Peter Alliss – Known today for his clever delivery and distinctly British take on the game as a BBC commentator, Alliss was also an accomplished player. He began his broadcasting career with the BBC at the 1961 British Open won by Arnold Palmer at Royal Birkdale, but before that he won 23 times as a professional in the 1950s and ‘60s, with three British PGA titles. He was selected for induction through the lifetime achievement category. Introduced by Terry Jastrow, a seven-time Emmy Award winning television producer who worked with Alliss.
Dan Jenkins – An award-winning reporter and author, Jenkins grew up in Fort Worth, Texas, where like Ben Hogan and Byron Nelson before him, he was runner-up in the city amateur championship. Jenkins went on to chronicle the careers of Hogan and Nelson for Fort Worth’s daily newspaper and then took his talent national, writing for Sports Illustrated and later Golf Digest and authoring more than 20 books. He introduced a biting humor to the game’s storytelling that won him a legion of fans. He was selected for induction through the lifetime achievement category. Introduced by Jerry Tarde, editor-in-chief at Golf Digest.
Sandy Lyle – Winner of 29 worldwide titles, the Scotsman broke through to win his first major in 1985 at the British Open at Royal St. George's. He became the first international winner of The Players Championship in ‘87 and the first British winner of the Masters in ’88. He was selected via the international ballot. Introduced by European Tour broadcaster Renton Laidlaw.
Phil Mickelson – With 48 worldwide victories – 40 on the PGA Tour – Mickelson’s resume includes four major championships – three Masters (2004, ’06 and ’10) and a PGA Championship (’05). With a terrific short game, and a derring-do style, Mickelson has staked his Hall-of-Fame claim as one of the most entertaining players in the game’s history. At 41, he will be inducted via election through the PGA Tour ballot, garnering 72 percent of the vote, most since Greg Norman made it in with 80 percent of the vote in 2001. Introduced by Steve Loy, his agent and his college coach at Arizona State.

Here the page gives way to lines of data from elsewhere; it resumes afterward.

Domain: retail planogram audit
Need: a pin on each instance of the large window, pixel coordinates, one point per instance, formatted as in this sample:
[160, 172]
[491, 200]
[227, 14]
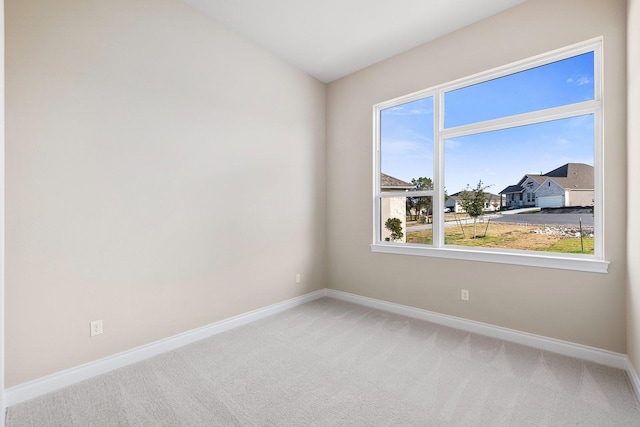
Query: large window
[504, 166]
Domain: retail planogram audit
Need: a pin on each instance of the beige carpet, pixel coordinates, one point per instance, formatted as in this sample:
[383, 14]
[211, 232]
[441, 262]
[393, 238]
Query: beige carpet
[331, 363]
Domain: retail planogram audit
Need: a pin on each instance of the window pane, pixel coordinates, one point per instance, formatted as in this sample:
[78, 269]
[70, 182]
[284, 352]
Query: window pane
[534, 186]
[552, 85]
[406, 145]
[407, 219]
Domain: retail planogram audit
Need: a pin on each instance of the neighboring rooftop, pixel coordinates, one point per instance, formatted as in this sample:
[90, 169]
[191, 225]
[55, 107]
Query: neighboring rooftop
[388, 181]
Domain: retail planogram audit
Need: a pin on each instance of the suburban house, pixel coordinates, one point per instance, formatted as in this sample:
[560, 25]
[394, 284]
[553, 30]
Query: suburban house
[138, 135]
[453, 202]
[569, 185]
[394, 207]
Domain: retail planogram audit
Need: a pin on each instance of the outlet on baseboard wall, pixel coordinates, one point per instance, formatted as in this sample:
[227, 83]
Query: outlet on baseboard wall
[96, 327]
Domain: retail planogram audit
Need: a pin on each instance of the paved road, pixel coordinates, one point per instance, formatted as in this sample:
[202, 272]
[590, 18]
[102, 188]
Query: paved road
[549, 219]
[536, 218]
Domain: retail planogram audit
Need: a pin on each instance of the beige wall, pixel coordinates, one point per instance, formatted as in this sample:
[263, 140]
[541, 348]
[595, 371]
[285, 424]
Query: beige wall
[140, 137]
[579, 307]
[633, 160]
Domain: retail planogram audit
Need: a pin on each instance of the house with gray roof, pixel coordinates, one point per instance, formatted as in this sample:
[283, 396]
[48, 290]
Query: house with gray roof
[492, 203]
[393, 207]
[569, 185]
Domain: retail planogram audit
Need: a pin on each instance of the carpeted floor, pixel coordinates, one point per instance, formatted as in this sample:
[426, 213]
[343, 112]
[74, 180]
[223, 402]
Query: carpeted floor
[332, 363]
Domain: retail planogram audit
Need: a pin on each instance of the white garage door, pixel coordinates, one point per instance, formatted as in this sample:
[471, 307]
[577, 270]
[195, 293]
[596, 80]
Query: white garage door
[551, 201]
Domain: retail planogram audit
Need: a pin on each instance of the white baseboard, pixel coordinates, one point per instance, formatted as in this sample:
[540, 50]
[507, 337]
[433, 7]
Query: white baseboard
[41, 386]
[53, 382]
[633, 376]
[592, 354]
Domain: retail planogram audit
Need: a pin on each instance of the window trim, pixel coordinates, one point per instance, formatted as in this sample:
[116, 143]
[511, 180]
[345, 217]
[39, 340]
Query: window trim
[590, 263]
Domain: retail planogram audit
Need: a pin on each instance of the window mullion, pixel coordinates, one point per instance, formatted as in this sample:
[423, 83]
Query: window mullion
[438, 170]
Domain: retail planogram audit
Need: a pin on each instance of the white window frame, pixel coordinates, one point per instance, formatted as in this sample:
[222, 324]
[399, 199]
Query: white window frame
[591, 263]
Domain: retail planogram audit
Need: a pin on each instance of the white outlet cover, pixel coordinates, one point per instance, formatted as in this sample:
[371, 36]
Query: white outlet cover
[96, 327]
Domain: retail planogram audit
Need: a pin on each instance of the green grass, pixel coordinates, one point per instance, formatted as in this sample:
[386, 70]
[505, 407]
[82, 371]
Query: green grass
[572, 246]
[504, 236]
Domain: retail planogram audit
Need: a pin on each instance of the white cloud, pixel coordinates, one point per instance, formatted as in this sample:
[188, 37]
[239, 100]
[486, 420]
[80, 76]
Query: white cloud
[452, 144]
[580, 81]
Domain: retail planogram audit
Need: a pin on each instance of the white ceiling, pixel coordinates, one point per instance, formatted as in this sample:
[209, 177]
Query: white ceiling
[332, 38]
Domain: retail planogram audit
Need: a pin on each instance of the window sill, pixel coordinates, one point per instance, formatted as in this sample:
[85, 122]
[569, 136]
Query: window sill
[544, 259]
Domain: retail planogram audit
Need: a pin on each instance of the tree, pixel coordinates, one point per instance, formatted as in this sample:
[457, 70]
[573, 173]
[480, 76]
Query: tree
[394, 225]
[473, 202]
[419, 204]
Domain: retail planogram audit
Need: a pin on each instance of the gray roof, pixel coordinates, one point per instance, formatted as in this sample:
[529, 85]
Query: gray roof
[512, 189]
[389, 182]
[489, 196]
[573, 176]
[569, 176]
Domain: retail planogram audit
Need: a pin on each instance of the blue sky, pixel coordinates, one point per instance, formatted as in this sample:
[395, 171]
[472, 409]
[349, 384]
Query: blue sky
[498, 158]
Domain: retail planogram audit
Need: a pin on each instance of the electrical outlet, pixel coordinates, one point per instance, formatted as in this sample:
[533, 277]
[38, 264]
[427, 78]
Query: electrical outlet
[96, 327]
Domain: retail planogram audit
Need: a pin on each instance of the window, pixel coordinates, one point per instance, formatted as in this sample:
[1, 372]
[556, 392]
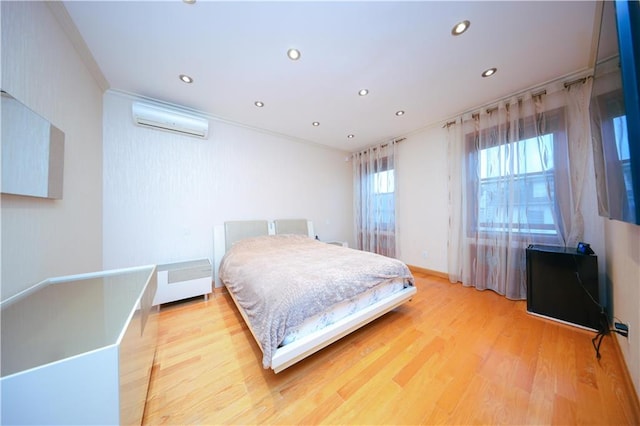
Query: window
[516, 181]
[383, 198]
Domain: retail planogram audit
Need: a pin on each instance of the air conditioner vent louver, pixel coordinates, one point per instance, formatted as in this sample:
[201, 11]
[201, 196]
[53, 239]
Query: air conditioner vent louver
[171, 120]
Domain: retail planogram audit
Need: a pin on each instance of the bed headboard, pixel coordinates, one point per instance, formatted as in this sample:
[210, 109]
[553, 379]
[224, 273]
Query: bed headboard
[225, 235]
[292, 226]
[239, 230]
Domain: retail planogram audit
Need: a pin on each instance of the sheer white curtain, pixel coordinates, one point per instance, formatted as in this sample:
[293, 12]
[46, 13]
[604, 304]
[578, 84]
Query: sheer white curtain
[516, 177]
[375, 187]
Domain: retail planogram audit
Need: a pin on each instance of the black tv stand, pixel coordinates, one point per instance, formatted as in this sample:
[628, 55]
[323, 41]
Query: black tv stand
[562, 284]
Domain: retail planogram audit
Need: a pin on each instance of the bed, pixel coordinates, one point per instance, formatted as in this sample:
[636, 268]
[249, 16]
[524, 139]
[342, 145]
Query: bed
[297, 294]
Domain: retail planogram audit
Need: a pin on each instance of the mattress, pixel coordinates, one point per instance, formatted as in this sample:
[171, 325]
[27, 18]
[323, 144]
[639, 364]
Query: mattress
[342, 310]
[280, 281]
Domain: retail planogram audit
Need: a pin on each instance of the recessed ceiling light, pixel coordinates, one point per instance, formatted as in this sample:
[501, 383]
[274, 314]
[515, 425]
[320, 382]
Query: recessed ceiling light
[460, 27]
[293, 54]
[489, 72]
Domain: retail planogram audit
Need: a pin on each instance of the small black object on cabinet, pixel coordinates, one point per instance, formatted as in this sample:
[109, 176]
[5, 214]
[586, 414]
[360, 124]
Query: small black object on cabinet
[562, 284]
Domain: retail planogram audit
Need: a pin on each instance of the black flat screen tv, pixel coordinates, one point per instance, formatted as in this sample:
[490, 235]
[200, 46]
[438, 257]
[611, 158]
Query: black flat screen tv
[615, 112]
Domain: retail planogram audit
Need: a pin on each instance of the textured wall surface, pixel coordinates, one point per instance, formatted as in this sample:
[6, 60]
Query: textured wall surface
[45, 238]
[164, 193]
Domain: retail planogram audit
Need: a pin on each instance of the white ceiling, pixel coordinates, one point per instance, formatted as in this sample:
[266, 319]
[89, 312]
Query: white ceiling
[403, 52]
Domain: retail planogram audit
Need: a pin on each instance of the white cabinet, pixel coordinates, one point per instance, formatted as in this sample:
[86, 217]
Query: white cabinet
[79, 349]
[182, 280]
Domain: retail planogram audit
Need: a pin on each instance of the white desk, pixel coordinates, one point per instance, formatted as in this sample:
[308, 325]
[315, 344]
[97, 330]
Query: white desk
[79, 349]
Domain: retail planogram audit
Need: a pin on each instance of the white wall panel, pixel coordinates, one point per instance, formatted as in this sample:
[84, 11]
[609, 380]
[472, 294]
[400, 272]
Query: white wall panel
[40, 67]
[164, 193]
[422, 199]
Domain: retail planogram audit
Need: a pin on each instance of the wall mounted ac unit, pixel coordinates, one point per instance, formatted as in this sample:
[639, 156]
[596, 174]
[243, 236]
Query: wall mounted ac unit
[170, 120]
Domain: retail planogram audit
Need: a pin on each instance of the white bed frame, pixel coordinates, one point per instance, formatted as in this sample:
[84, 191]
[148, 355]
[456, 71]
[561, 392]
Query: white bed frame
[288, 355]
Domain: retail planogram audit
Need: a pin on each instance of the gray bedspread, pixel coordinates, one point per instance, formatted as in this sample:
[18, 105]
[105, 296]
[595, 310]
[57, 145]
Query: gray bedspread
[280, 280]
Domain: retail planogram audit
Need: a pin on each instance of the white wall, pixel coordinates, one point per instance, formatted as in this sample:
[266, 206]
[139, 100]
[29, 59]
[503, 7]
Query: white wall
[45, 238]
[164, 193]
[423, 216]
[423, 221]
[623, 274]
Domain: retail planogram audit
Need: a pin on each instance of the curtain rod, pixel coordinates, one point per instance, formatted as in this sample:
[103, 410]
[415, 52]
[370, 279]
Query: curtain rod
[534, 93]
[373, 148]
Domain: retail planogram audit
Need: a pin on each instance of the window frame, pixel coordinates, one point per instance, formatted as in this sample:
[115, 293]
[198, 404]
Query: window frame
[553, 122]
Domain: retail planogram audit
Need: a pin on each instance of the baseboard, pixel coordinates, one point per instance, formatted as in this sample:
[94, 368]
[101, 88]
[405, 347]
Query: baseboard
[418, 269]
[634, 397]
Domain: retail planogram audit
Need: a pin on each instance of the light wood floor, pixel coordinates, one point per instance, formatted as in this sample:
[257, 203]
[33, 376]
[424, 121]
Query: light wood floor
[453, 355]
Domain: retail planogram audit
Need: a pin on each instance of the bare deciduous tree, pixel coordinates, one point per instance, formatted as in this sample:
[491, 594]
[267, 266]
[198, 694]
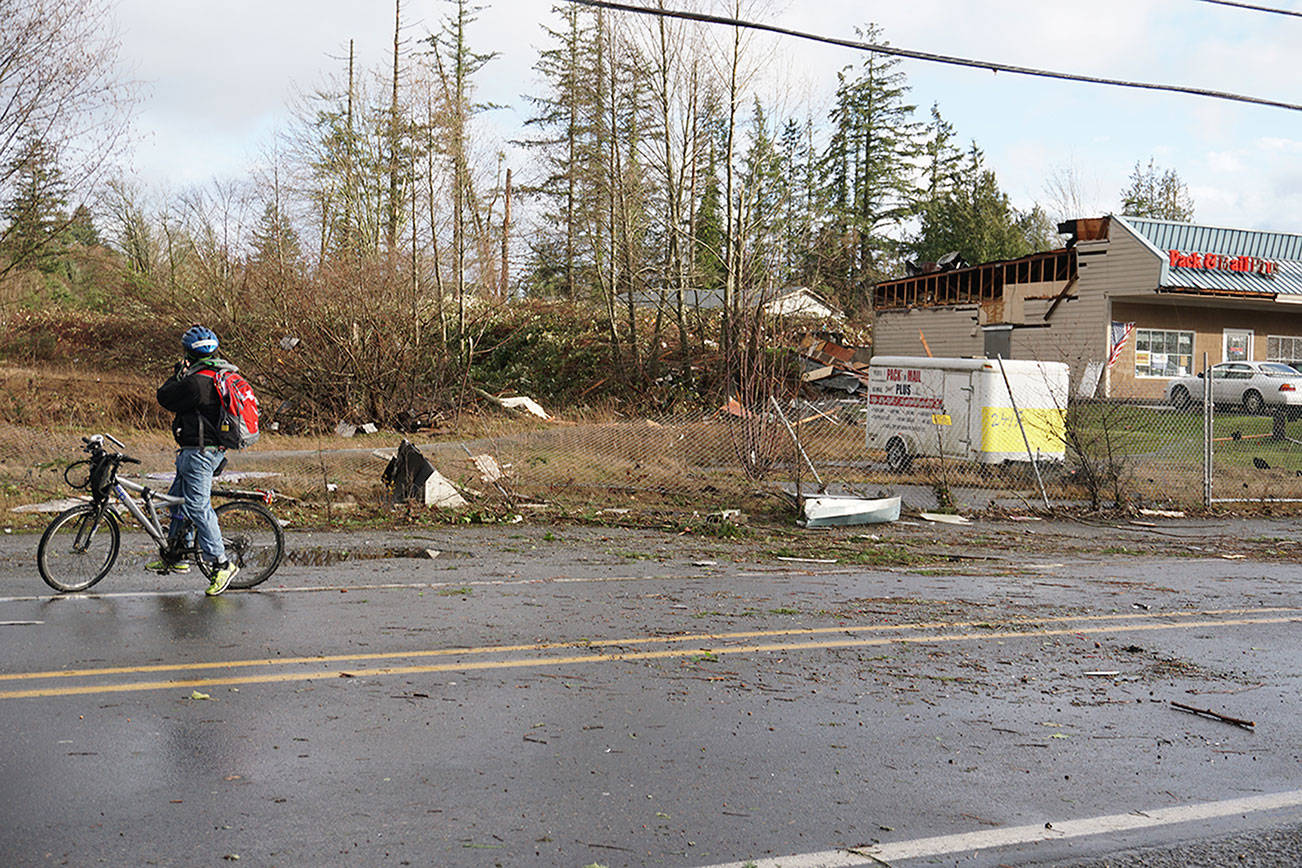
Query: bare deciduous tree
[60, 83]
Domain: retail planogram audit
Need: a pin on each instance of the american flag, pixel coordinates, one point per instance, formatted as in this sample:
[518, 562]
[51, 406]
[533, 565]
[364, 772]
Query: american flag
[1120, 335]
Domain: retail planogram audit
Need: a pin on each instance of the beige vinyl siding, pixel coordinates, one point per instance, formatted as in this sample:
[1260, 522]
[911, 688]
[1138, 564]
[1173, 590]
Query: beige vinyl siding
[951, 332]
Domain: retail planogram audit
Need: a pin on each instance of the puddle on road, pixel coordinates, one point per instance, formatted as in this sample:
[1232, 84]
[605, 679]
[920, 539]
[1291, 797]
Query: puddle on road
[324, 556]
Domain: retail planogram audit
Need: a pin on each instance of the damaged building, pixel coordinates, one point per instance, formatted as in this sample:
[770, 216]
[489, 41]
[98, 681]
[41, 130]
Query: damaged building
[1152, 294]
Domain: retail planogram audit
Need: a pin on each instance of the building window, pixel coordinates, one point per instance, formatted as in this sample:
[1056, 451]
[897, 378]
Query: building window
[1284, 349]
[1165, 354]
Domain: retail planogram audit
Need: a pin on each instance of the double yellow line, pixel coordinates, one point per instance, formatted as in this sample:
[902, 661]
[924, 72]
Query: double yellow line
[115, 679]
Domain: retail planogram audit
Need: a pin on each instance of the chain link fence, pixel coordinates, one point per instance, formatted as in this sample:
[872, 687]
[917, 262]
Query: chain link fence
[935, 444]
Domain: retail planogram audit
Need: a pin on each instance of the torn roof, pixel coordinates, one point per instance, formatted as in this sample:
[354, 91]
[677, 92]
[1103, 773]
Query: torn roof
[1242, 260]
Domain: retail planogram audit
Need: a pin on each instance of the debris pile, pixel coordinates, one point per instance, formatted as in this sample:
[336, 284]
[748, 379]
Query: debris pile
[831, 366]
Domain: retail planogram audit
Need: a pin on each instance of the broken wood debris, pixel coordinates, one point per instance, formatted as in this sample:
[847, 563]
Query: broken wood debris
[1207, 712]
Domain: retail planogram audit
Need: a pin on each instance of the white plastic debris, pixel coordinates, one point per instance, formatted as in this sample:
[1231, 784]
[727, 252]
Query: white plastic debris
[525, 404]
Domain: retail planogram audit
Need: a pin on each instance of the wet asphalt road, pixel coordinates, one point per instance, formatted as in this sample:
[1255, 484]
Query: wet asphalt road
[573, 696]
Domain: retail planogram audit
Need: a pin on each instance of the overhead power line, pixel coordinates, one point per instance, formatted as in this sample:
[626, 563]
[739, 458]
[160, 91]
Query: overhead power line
[1255, 8]
[932, 57]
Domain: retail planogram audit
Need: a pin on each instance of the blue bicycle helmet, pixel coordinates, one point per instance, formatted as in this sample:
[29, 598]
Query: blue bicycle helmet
[199, 341]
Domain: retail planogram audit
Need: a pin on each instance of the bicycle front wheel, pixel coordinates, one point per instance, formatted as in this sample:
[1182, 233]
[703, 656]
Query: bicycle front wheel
[78, 548]
[253, 539]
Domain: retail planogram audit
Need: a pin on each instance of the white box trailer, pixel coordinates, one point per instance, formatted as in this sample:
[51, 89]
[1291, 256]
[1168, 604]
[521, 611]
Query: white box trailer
[962, 409]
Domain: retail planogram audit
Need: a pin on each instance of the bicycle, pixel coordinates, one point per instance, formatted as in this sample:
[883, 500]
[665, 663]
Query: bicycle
[81, 544]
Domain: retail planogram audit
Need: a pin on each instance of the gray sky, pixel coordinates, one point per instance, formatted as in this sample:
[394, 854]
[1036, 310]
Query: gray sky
[220, 78]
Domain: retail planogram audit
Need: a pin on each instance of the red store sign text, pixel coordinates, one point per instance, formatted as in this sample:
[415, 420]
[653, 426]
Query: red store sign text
[1221, 262]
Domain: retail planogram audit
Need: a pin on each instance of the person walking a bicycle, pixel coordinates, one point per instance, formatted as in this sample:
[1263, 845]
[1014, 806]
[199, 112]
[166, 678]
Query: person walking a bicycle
[192, 394]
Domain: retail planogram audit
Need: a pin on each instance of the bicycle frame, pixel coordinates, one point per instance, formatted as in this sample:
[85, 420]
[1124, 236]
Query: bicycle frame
[151, 522]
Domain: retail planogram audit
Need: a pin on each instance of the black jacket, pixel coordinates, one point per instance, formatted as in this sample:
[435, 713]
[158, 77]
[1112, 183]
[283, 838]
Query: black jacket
[193, 397]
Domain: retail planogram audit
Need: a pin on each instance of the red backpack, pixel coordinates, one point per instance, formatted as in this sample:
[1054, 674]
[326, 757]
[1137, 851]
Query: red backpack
[238, 423]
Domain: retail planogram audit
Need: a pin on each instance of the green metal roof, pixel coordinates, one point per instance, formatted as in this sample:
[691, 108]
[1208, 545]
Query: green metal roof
[1164, 236]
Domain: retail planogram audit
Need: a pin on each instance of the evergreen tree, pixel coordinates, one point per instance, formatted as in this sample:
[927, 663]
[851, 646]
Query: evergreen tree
[708, 237]
[565, 113]
[977, 219]
[1158, 194]
[35, 217]
[869, 168]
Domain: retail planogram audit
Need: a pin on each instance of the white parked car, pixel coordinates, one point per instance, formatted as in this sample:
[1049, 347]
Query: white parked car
[1253, 385]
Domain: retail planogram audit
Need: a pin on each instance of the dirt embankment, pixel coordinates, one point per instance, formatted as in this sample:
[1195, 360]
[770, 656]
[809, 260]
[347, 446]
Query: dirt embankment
[65, 396]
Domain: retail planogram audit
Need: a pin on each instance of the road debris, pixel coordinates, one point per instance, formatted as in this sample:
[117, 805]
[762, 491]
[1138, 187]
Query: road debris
[1207, 712]
[945, 518]
[412, 476]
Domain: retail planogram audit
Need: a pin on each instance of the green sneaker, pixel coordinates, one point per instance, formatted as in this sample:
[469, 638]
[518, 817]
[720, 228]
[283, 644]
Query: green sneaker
[221, 578]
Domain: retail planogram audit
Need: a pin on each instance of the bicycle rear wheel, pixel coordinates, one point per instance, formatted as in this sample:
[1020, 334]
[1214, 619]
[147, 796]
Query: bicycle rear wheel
[254, 540]
[78, 548]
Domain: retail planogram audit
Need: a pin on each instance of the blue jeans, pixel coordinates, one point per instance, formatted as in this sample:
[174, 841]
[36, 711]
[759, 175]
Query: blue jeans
[194, 469]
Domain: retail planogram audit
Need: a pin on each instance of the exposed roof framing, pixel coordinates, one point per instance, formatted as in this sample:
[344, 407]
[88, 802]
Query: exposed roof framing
[975, 284]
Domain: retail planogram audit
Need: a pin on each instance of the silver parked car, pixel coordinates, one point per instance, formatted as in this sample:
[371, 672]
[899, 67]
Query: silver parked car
[1254, 385]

Hollis Stacy – Claiming 18 LPGA titles – four of them major championships, including three U.S. Women’s Opens (1977, ’78 and ‘84) – Stacy was a factor in so many of the biggest events in the women’s game in the ‘70s and ‘80s. She also won three consecutive U.S. Girls’ Junior titles (1969-71). She was selected for induction through the veterans category. Introduced by her younger sister, Martha Leach, winner of the 2009 U.S. Women’s Mid-Amateur.